I have some hydrological data in an excel sheet that uses a "m/d/Y" format.
data_id date flowrate
34606 4/30/2021 23:45 -1904.39
34607 4/30/2021 23:50 -1864.59
34608 4/30/2021 23:55 -1772.78
34609 1/5/2021 0:00 -1679.54
34610 1/5/2021 0:05 -1646.46
34611 1/5/2021 0:10 -1527.03
When I import that data into a pandas data frame I see that the format is changed and the index is shifted.
import pandas as pd
DATA = pd.read_excel("DATA.xlsx")
DATA
date flowrate_m3s
34557 4/30/2021 23:45 -1904.39
34558 4/30/2021 23:50 -1864.59
34559 4/30/2021 23:55 -1772.78
34560 2021-01-05 00:00:00 -1679.54
34561 2021-01-05 00:05:00 -1646.46
34562 2021-01-05 00:10:00 -1527.03
It seems that pd.read_excel() assumes the order "d/m/Y" when reading the date, unless m>12. I tried defining the format before reading the data, using
FORMAT = "%m/%d/%Y %H:%M:%S" #
DATA = pd.read_excel("DATA.xlsx",parse_dates=[2], date_format=FORMAT)

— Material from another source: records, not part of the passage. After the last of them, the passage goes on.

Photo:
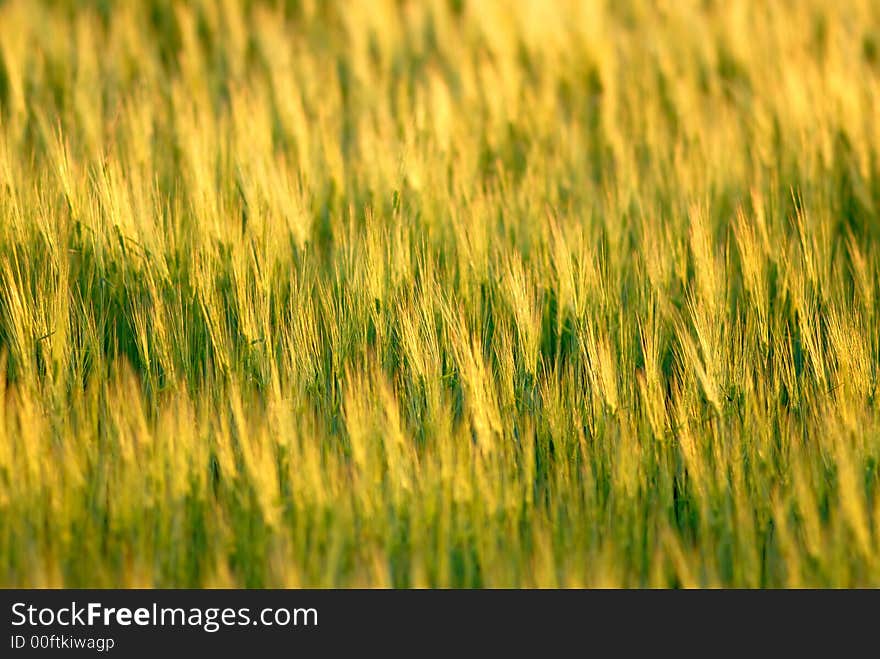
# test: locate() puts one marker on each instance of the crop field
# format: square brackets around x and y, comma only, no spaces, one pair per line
[460,293]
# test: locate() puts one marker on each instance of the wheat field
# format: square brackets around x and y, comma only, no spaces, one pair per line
[469,293]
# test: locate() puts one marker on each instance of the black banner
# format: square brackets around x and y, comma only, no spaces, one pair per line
[286,623]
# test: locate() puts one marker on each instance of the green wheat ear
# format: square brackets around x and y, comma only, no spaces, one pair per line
[439,294]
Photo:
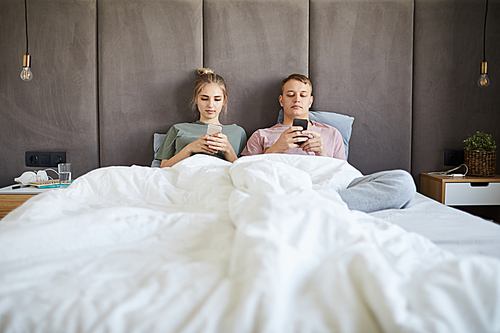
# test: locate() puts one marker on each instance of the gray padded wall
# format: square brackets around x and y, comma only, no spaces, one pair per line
[254,45]
[57,110]
[361,65]
[148,54]
[447,103]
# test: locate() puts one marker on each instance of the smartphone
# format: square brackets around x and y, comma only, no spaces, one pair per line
[213,129]
[303,123]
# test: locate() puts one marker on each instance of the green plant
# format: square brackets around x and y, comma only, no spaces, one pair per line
[480,141]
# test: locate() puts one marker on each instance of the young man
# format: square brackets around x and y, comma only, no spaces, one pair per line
[381,190]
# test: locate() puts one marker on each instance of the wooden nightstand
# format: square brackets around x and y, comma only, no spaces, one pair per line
[11,198]
[461,191]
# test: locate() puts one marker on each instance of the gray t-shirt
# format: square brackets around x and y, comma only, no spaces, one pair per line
[180,135]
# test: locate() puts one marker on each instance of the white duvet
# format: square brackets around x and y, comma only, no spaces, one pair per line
[261,245]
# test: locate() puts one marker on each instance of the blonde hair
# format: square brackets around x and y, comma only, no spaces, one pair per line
[299,77]
[206,76]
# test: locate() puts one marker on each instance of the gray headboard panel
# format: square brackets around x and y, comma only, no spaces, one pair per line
[254,45]
[148,53]
[110,73]
[361,65]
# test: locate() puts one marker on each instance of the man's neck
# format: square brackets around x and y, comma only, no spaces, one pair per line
[289,121]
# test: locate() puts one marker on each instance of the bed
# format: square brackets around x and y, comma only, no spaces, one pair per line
[261,245]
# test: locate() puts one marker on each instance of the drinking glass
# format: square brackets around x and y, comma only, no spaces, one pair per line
[64,170]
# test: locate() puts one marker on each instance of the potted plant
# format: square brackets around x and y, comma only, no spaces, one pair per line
[480,155]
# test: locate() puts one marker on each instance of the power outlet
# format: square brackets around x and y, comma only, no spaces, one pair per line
[453,157]
[44,159]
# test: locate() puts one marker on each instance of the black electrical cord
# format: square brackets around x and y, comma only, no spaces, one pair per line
[484,32]
[26,22]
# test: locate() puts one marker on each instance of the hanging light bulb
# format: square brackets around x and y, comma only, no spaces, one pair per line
[483,80]
[26,74]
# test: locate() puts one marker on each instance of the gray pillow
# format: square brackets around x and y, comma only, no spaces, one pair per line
[157,140]
[341,122]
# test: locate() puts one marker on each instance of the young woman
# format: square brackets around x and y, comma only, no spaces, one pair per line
[185,139]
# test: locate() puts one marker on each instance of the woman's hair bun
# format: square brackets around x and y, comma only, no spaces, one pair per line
[202,71]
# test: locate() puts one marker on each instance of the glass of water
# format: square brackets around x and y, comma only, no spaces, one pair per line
[64,170]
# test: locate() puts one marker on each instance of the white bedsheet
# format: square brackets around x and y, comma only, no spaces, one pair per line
[261,245]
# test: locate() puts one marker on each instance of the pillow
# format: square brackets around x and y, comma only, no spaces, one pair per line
[157,140]
[341,122]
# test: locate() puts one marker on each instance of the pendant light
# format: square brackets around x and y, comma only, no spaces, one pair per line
[26,74]
[484,80]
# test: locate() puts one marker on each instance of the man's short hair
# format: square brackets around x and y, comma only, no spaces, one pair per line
[299,77]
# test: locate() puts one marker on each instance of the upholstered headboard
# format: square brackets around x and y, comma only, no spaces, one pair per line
[110,73]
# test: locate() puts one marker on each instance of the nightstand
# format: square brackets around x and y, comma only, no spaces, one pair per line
[461,191]
[12,197]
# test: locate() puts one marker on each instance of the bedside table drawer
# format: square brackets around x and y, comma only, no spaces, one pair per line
[465,194]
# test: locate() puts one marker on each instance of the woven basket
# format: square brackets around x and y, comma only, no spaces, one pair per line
[480,163]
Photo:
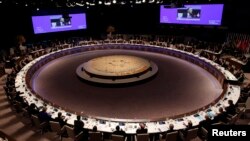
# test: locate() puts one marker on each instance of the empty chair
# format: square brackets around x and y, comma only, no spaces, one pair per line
[55,127]
[117,138]
[191,134]
[71,133]
[95,136]
[142,137]
[40,126]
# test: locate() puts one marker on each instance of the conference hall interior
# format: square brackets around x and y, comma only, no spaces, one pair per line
[123,70]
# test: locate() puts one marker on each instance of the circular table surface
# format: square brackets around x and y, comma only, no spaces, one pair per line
[116,65]
[179,87]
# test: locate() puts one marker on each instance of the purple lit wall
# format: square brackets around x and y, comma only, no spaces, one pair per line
[56,23]
[205,14]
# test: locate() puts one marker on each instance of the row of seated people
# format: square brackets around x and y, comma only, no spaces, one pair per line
[44,117]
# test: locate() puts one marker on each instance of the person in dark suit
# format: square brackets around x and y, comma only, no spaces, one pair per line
[142,129]
[94,129]
[44,116]
[32,109]
[170,130]
[60,119]
[118,131]
[78,125]
[231,109]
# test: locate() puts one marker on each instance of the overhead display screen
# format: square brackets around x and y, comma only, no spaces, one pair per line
[204,14]
[56,23]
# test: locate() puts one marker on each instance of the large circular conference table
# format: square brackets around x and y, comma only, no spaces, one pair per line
[186,87]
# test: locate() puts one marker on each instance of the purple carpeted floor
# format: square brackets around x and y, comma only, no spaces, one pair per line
[178,88]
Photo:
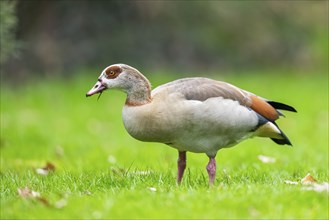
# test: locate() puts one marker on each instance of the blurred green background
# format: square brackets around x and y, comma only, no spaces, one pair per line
[52,53]
[59,37]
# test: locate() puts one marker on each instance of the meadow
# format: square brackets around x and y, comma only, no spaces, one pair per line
[100,172]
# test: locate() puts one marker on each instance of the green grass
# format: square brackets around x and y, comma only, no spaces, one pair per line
[101,172]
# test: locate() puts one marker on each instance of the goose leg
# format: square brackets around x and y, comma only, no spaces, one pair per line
[211,169]
[181,163]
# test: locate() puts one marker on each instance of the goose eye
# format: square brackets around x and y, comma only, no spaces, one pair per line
[112,72]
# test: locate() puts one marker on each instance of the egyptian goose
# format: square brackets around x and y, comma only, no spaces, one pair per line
[198,115]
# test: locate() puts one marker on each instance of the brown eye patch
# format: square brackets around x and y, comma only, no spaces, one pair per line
[112,72]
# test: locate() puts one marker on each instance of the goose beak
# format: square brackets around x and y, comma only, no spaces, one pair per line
[99,87]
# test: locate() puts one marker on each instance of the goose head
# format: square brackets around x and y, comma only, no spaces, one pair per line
[127,79]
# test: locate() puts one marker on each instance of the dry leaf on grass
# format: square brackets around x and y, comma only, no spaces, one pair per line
[46,169]
[27,193]
[291,182]
[152,189]
[266,159]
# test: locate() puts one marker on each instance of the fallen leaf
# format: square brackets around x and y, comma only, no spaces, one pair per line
[308,179]
[59,151]
[153,189]
[27,192]
[46,169]
[111,159]
[266,159]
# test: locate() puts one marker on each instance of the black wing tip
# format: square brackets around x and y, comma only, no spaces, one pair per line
[281,106]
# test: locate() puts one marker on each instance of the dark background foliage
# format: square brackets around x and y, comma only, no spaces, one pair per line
[59,37]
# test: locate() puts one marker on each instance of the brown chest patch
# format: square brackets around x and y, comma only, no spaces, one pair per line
[263,108]
[112,72]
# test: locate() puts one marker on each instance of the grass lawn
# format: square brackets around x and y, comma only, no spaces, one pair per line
[101,172]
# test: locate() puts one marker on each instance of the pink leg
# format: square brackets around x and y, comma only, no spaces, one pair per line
[211,169]
[181,162]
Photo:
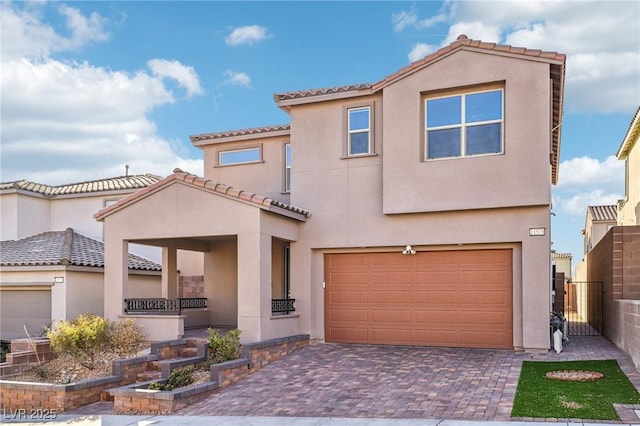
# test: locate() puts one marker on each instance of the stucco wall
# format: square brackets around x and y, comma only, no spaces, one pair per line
[265,178]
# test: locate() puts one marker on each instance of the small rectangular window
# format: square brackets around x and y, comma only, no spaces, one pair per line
[287,167]
[239,156]
[464,125]
[359,129]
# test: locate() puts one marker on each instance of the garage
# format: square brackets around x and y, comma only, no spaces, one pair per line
[21,307]
[458,298]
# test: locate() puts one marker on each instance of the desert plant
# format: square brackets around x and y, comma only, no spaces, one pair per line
[125,337]
[83,338]
[180,377]
[224,347]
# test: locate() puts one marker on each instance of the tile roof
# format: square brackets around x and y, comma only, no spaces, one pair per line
[630,137]
[603,213]
[62,248]
[240,132]
[319,92]
[99,185]
[561,255]
[213,187]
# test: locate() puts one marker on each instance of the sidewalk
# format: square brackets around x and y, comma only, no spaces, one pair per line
[272,421]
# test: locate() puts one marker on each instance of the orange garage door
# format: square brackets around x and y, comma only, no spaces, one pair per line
[448,298]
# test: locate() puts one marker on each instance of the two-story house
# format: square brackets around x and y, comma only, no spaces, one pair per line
[414,210]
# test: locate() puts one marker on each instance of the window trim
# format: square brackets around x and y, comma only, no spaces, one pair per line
[346,133]
[463,126]
[286,179]
[221,151]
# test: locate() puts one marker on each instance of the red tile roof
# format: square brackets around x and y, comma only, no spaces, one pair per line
[213,187]
[603,213]
[62,248]
[99,185]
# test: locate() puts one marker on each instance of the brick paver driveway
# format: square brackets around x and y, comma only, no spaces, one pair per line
[330,380]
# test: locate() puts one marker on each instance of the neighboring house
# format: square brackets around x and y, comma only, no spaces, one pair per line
[598,221]
[423,209]
[30,211]
[629,152]
[58,275]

but this lead to the exact same outcome.
I also tried transforming DATA.date into datetime, but that is of course only reproducing the wrong dates.
I am out of ideas and hope someone can point me into the right direction.
Edit: More things that did not work out
- changing the date format in the excel sheet.
Edit: the problem seems to be within the excel dataset. All entries for the first 12 days of the month are in m/d/Y, then the format switches to d/m/Y from the 13th day onwards.
Last edit:
The problem was in the Excel file itself. I am now using the original csv and using
DATA = pd.read_csv("DATA.csv")
FORMAT = "%m/%d/%Y %H:%M" #01/01/2021 00:00
DATA.insert(1, "date_num", pd.to_datetime(DATA.date, format = FORMAT), True)
This solves all my problems
if you want to convert your date format of date filed you can do like this with any data.xlsx.